On Monday, 8 April 2019 at 12:23:28 UTC, Ron Tarrant wrote:
I'm digging into templates in an attempt to understand the signals-n-slots replacement for the observer pattern, but I've got a question I can't seem to find an answer for and an example for which I'm unable to solve the error.

First, the question...


Your confusion arises in your understanding of meta programming and templates. Templates are compile time expressions that use parameters. They are exactly analogous to parameters in typical programming but allow one to pass around CT information that doesn't exist at run time.

It is not the statement itself that is a template but the fact that it depends on a "template", which is a sort of abstract variable.

class C(T)

template C(T)

struct(T)

interface(T)

void foo(T)()

etc...


are all things that depend on a template parameter T. One can say that they are all "templated" or are "templates".

One can also say they are parameterized(meaning they take a parameter, but the parameters are CT "objects".


Essentially template is the most general and the rest are just syntactic sugar.

e.g.,

template CC(T)
{
   class C
   {
      T t;
   }
}


template CC is a "template"(just like a cookie cutter but that can configure itself depending on what T is, as this example shows that we can create a class with different type of t.


D has all kinda of stuff like this that help reduce the bloat of templates. Sometimes you must use one method over another for certain effects but usually you can pick and choose.

The idea is not to think of meta programming as something different than normal programming. It is still programming and there is enough of an overlap that it benefits one to realize they are the same thing but are at different levels in the type system. Meta programming works on the type hierarchy while "runtime programming" works in the type hierarchy. Meta programming is a super set of runtime programming.


The way I think of meta programming is that of coding runtime code. Run time code codes binary code. If I create a statement like

writeln("test");

I know that the code gets translated in to a call instruction, pointers are used, "test" exists in some location in memory, etc... it all is machine code though when I compile.

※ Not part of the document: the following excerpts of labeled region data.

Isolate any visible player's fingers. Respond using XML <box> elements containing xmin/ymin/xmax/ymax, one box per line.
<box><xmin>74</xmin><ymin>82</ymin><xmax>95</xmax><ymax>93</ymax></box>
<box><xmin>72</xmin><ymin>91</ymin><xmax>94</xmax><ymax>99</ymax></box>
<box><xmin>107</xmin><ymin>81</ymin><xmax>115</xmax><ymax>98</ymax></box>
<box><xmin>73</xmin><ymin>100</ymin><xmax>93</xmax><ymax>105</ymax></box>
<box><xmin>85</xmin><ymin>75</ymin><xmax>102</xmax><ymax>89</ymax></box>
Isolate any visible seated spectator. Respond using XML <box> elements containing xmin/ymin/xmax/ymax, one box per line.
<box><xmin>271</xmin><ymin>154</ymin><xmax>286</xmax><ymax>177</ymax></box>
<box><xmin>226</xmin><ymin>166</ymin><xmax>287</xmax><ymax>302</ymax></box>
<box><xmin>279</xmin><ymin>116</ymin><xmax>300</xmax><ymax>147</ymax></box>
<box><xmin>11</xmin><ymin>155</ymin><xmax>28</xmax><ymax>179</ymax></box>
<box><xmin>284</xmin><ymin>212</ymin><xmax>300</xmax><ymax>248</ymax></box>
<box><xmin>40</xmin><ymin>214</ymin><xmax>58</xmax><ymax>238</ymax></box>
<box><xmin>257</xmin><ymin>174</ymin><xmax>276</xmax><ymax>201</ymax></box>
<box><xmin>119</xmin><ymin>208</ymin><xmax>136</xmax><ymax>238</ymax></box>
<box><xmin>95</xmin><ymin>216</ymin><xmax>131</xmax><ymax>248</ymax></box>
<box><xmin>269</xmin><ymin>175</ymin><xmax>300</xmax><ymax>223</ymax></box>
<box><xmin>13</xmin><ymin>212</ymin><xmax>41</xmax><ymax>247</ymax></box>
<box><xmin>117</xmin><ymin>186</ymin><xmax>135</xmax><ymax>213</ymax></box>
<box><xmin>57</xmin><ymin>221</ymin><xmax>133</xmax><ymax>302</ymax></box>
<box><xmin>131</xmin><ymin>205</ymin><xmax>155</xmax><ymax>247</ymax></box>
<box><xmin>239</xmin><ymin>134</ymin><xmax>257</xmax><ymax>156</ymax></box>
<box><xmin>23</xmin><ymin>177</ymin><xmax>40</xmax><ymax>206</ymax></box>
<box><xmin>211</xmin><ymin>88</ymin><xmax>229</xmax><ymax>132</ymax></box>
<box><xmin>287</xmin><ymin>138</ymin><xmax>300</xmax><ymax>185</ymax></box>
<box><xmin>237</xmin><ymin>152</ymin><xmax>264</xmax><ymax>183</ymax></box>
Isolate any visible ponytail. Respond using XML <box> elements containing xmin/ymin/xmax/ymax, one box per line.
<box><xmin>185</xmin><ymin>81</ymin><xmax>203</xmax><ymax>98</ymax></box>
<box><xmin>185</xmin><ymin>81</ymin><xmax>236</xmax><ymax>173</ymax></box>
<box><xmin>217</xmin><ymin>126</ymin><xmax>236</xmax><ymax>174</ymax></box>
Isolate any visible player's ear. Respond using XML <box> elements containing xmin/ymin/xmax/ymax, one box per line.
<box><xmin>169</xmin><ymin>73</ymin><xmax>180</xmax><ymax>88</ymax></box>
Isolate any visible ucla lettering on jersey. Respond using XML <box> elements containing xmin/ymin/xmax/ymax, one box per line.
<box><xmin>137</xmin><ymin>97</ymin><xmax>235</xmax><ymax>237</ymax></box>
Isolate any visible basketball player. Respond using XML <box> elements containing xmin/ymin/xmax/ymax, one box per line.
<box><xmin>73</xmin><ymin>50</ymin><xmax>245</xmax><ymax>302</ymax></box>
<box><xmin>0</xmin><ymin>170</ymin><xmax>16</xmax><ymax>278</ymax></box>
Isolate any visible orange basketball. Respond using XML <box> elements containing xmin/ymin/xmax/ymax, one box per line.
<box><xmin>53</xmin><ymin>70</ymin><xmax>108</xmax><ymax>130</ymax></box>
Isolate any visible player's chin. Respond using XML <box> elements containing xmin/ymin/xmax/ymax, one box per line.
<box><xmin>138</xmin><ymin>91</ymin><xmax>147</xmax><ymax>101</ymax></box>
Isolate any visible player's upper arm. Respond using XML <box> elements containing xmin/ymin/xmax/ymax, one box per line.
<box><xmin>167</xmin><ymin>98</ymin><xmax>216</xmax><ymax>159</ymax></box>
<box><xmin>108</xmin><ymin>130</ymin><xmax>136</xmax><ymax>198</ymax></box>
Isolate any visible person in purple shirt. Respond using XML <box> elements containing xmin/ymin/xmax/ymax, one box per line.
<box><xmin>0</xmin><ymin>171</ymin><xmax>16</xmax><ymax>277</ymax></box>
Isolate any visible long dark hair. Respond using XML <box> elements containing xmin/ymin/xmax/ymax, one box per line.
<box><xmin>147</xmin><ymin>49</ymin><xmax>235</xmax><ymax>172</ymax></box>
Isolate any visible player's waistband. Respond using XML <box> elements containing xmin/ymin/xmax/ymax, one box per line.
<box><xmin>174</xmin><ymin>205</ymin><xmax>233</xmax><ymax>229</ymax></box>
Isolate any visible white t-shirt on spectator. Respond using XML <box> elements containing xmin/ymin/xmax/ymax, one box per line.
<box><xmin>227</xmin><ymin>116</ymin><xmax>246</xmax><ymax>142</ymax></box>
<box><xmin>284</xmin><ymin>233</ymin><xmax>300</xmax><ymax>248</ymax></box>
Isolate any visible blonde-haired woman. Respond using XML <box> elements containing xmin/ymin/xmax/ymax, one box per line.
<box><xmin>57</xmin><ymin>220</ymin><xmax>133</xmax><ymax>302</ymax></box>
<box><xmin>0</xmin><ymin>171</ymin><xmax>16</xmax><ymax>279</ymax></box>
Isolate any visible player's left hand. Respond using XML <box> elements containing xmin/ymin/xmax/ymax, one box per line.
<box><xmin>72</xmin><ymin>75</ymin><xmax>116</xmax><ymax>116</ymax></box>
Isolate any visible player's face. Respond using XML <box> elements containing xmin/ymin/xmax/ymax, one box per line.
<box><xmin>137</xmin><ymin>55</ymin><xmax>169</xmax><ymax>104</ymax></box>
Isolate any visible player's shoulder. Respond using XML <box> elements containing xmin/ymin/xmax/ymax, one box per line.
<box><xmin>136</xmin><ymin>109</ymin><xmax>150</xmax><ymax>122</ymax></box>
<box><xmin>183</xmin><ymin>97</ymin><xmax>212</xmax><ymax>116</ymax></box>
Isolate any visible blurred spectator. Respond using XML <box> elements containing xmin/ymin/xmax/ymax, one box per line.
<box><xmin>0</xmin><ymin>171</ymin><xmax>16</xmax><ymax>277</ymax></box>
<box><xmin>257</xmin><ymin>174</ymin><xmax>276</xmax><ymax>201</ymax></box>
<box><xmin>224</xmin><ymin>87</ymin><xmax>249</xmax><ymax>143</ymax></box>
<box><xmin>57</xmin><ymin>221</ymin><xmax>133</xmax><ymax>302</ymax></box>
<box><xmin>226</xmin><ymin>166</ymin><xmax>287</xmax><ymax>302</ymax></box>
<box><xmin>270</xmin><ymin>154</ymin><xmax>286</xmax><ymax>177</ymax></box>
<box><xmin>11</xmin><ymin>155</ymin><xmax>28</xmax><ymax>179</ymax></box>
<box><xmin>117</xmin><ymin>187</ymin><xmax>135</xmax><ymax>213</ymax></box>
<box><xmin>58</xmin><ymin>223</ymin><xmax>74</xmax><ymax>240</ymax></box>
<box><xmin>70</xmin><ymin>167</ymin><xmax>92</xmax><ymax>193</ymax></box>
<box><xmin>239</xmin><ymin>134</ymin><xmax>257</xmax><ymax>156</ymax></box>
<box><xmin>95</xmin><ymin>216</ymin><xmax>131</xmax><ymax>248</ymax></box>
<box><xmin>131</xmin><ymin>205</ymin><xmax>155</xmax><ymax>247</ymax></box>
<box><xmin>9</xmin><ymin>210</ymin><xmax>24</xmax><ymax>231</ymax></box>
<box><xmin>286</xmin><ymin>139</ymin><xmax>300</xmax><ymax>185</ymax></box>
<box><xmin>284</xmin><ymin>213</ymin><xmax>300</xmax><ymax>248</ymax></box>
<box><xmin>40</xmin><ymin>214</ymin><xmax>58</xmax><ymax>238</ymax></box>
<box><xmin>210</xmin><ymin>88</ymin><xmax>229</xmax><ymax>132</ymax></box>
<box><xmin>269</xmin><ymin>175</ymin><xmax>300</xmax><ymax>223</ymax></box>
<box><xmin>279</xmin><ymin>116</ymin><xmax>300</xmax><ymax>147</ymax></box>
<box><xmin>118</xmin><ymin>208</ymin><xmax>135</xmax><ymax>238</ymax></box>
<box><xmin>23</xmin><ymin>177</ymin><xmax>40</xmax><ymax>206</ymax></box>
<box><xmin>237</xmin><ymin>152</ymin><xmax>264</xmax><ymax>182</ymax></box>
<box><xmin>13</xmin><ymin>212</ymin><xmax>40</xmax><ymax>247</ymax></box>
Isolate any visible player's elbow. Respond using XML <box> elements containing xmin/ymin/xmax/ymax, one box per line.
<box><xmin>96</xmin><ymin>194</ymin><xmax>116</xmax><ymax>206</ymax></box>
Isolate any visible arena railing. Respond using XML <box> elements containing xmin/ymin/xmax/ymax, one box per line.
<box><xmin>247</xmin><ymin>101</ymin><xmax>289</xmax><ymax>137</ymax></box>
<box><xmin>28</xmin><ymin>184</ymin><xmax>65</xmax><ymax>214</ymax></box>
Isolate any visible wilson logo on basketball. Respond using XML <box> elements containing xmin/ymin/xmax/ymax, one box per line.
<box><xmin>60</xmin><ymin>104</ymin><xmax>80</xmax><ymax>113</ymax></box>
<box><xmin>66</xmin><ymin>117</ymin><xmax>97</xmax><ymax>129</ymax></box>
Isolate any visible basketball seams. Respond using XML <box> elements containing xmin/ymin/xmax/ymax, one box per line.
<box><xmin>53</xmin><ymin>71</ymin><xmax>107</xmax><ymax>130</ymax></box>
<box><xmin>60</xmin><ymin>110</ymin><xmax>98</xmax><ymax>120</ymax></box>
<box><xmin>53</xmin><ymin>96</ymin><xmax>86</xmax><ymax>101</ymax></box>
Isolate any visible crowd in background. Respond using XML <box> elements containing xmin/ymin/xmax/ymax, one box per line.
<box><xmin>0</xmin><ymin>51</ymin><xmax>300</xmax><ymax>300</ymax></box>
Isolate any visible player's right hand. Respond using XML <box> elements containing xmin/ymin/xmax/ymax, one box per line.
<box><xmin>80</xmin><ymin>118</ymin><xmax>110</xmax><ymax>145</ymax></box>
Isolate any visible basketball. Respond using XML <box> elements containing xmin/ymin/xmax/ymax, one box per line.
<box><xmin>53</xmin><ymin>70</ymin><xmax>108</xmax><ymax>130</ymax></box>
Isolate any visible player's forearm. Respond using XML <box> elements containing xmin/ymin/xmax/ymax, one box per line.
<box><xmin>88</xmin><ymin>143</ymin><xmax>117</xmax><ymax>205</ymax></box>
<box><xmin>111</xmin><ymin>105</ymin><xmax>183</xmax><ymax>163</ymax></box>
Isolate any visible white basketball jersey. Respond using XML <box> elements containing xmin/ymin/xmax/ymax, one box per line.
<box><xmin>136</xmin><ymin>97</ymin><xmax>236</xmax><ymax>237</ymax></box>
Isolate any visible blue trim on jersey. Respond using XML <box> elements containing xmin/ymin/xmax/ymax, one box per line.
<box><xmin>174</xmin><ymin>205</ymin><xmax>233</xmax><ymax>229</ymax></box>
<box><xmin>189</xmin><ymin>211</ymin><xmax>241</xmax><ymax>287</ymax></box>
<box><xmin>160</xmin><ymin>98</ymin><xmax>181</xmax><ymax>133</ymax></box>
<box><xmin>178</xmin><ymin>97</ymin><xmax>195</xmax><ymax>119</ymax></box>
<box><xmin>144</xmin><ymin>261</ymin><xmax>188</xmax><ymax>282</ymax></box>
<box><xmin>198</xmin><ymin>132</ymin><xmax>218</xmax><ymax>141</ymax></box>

When I do something like this

foo!int();

I know that the first part of foo!int is "meta code" and it first gets translated in to runtime code and then that code gets translated in to machine code.

For example

void foo(T)(T s) { writeln(s); }

in this case, depending on what T is at compile time(which I get to decide in some way and so I know exactly what it is at compile time, in theory), foo takes on different versions.

if I call foo(3) then it is writeln(3) and T is an int(by deduction in the compiler) and the compiler can even optimize out certain things here because it also knows that 3 is known.(this is CTFE) There is nothing to optimize in that example though.

if I call foo(readln()) then the the compiler cannot optimize out but this code get translated in to writeln(readlin()) but T is a string(since readln returns a string and the compiler can deduce it).

But in general foo acts as all these possibilities(and all the possibilities are known by the compiler because they have to be known to compile and use).

So, what does templates do? They combine very similar code in to meta blocks that can then be easily used. They allow constructing very complex meta code such as

void foo(T)(T s) { static if (is(T == string)) writeln(s); }


and now foo is much more complicated because it has two completely different behaviors depending on what T is. You can't get that with run time code without a lot of work and it will never be efficient. But here the compiler will eventually know what T is and it can then choose the correct path at compile time. The if will disappear and so no extra overhead exists at runtime.

So, templates are very powerful things(the above doesn't even dent their power) The idea to bear in mind is that anything in D is a template if it takes a template parameter. Think of a template as a drawing template used to sketch something. It isn't the final result but it shapes the final result. It is more like a blueprint or a program in and of itself.

I think the hard part for many is that they can't balance the meta programming part with the run time part. This is very easy though if one always just keeps track of which side one is programming in and not to mix them up(mentally).

The meta programming part will always be obvious, it will depend on template parameters and use meta programming constructs. There are sometimes overlap between the two levels but it because natural once one gets enough of an understanding.

The hardest part about D is that it has so much meta programming stuff and there are sometimes bugs and special cases to do things, but the grammatical design of it's type system is very nice and sane compared to most other procedural programming languages.


Always keep in mind that the templating system is about creating "generic" code. source code that generates source code(D could spit out a non-templated source code version if it was designed to) which then generates machine code.

Each higher level allows one to organize levels below it and create generic solutions to problems.

Ideally we would have even higher levels but programmers haven't evolved to this point yet(maybe some functional languages have).